Additional sanctions related to price caps have been imposed by the Treasury
Summary:
On December 1, 2023, the United States Department of Treasury’s Office of Foreign Assets Control (OFAC) has imposed sanctions on three entities. Additionally, three vessels that carried Russian crude oil above the Coalition-agreed price cap while using Price Cap Coalition services are identified as blocked property. These sanctions have been imposed to responsibly reduce oil revenues that the Russian government uses to fund its war against Ukraine. These sanctions build on Treasury’s previous actions taken in October and November of this year.
Content:
Deputy Secretary of the Treasury Wally Adeyemo has stated that the enforcement of the price cap on Russian oil is a key priority for the United States and its Coalition partners. In line with the dual objectives of the price cap, namely to restrict Russia’s profits from oil, while promoting stable global energy markets, the objective is to target these companies and their ships.

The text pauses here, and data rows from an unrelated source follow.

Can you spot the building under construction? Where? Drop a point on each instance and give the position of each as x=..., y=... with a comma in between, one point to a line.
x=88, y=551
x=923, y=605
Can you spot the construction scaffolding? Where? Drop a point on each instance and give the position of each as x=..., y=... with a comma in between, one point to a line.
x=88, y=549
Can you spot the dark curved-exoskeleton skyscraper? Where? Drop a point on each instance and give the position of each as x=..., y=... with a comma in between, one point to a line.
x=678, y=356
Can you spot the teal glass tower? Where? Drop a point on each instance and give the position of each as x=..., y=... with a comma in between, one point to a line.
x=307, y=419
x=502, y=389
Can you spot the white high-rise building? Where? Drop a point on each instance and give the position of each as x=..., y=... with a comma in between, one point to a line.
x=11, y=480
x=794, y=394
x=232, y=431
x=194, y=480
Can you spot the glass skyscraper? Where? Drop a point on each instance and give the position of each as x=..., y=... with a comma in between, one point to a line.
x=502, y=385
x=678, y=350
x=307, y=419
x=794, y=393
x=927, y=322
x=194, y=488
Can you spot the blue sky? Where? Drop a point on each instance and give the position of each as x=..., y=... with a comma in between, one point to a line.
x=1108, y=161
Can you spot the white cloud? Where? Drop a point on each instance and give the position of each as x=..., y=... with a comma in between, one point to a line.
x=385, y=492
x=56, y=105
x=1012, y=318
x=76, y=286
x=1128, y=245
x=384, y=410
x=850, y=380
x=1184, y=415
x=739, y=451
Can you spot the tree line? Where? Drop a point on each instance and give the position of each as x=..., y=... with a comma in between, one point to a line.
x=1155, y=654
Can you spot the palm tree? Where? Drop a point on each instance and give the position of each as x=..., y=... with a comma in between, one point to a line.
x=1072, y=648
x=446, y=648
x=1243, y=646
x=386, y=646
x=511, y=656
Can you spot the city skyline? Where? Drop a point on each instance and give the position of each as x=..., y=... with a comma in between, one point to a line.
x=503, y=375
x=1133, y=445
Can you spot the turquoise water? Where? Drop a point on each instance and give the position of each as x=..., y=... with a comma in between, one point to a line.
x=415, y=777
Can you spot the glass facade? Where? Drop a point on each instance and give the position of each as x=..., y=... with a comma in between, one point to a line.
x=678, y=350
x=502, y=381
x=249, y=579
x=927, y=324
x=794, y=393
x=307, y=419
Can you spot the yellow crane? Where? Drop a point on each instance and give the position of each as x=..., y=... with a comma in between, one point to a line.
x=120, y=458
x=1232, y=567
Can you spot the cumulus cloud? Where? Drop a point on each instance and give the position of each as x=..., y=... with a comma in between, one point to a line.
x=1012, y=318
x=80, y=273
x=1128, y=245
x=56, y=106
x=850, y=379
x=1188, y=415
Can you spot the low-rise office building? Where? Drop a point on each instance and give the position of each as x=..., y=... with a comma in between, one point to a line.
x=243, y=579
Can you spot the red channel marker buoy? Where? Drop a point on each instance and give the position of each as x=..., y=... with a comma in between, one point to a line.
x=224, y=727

The United States is part of a global alliance of nations known as the Price Cap Coalition. This coalition, which includes the G7, the European Union, and Australia, has committed to banning the import of crude oil and petroleum products from Russia. Additionally, these countries, which are known for their top-notch financial and professional services, have agreed to limit a wide range of services related to the maritime transportation of Russian crude oil and petroleum products; unless the oil is bought and sold at or below the specific price caps established by the Coalition or has been authorized by a license. This policy is known as the “price cap.” The aim of the price cap is to maintain a steady supply of crude oil and petroleum products to the global market, while also lowering the revenues that Russia earns from oil sales after their war of choice against Ukraine caused global energy prices to rise.
The Price Cap Coalition recently released an advisory on October 12, 2023, aimed at those involved in the maritime trade of crude oil and petroleum products. This advisory contains specific recommendations and best practices for both government and private sector actors in the industry. The goal of the advisory is to promote responsible practices, prevent and disrupt sanctioned trade, and enhance compliance with the price cap. Earlier, on February 3, 2023, OFAC released guidance on the implementation of the Price Cap Policy for Crude Oil and Petroleum Products of Russian Federation Origin. Subsequently, on April 17, 2023, OFAC issued an alert regarding the possible evasion of the Russian Oil Price Cap.
In December 2022, a price cap on Russian crude oil was set at $60 per barrel. However, three vessels – NS Champion, Viktor Bakaev, and HS Atlantica – carried Russian Urals crude oil priced above $70 per barrel after the price cap was implemented. While transporting the Russian crude oil, all three vessels used services provided by U.S. entities.
The NS Champion is owned by United Arab Emirates-based (UAE-based) Sterling Shipping Incorporated, whereas Viktor Bakaev is owned by UAE-based Streymoy Shipping Limited. On the other hand, HS Atlantica is owned by Liberia-based HS Atlantica Limited.
As a result of their operation in the marine sector of the Russian Federation economy, Sterling Shipping Incorporated, Streymoy Shipping Limited, and HS Atlantica Limited have been designated pursuant to Executive Order 14024 by OFAC (Office of Foreign Assets Control). Furthermore, NS Champion, Viktor Bakaev, and HS Atlantica have been identified by OFAC as properties in which Sterling Shipping Incorporated, Streymoy Shipping Limited, and HS Atlantica Limited have respective interests.
The imposition of sanctions will result in the blocking of all property and interests in property of the individuals mentioned above, which are located in the United States or under the control of U.S. persons. Such blocked property and interests must be reported to OFAC. Furthermore, any entities that are owned, either directly or indirectly, by one or more of the blocked persons in an amount equal to or greater than 50 percent are also subject to the blocking provisions. Any transactions involving property or interests in property of designated or blocked persons within or transiting through the United States by U.S. persons are prohibited, unless authorized by OFAC through a specific or general license, or exempted from such prohibitions. These prohibitions extend to any provision or contribution of funds, goods, or services by, for, or to the benefit of any blocked person, as well as the receipt of any provision or contribution of funds, goods, or services from any blocked person.